The National Hockey League’s Calgary Flames franchise and the Saddledome has signed a supplier contract with redleaf waters. “Redleaf Water is a natural fit within our organization,” says Jim Bagshaw, VP marketing of the Calgary Flames Limited Partnership. “We’re proud to be supporting our fellow Canadians, while serving ultra-premium water to our players and fans.”
Already available at the Saddledome the past two years, redleaf now becomes the only water available for sale within the venue for customers. The expanded agreement gives redleaf more exposure within the hockey arena, with redleaf signage and logos displayed on the score clock, video board, and behind the opponent’s hockey bench as well as being mentioned as the scoring summary sponsor for the end of period annoucements.
redleaf claims they are a ultra premium water supplier because of their purification process, but I fail to fully understand how their process distinguishes them from many other players. The only interesting fact that jumps out is their pH factor of 8.3. Distilled water has a pH factor of 7.0 and redleaf’s water adds more oxygen content to bring up the pH levels. Their claim is that tap water and other bottled waters have a lower pH level (closer to the 7.0), but 8.3 makes the water more basic, or turns it into hard water. In that case, what’s the point? Consumers faced with hard water use a softener to make the water return closer to a 7.0 pH level.

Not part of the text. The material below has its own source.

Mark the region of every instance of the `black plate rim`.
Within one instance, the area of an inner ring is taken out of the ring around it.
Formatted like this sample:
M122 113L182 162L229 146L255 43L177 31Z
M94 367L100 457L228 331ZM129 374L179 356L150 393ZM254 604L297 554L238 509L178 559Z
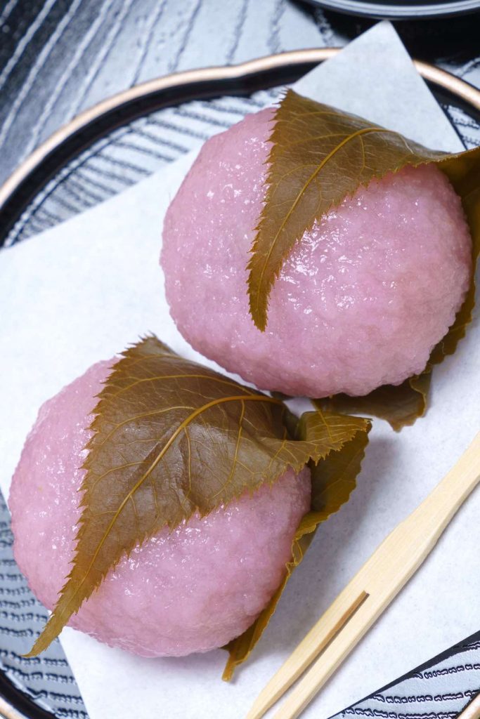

Aside from the pH level, I more interested about the other non-alcoholic beverage operator for the Calgary franchise and arena. This other sponsor could very well be Coca-Cola (seeing that the Saddledome website has a picture of a family drinking a Coca-Cola beverage) and they produce Dasani and glaceau smartwater. Sporting venues are typically exclusive operators for one beverage company to maintain higher profits and limit competition, and the contract should call for exclusivity with all beverages that the operator can provide. If this is the case, how is redleaf able to circumvent exclusivity? It is possible the contract is proportioned to section out water, carbonated soft drinks, sports beverages, energy drinks and so on, but wouldn’t Coca-Cola want to maintain exclusivity for all beverages? If water is a different supplier, what about energy drinks (anyone know if Red Bull is available instead of Monster or Full Throttle)? A sectioned out contract that leaves each beverage category separate for bidding is indeed a smart move for the Calgary hockey team and arena, but this may raise issues where pricing is concerned. If no particular company holds sole operator privileges, why provide them with the best possible price?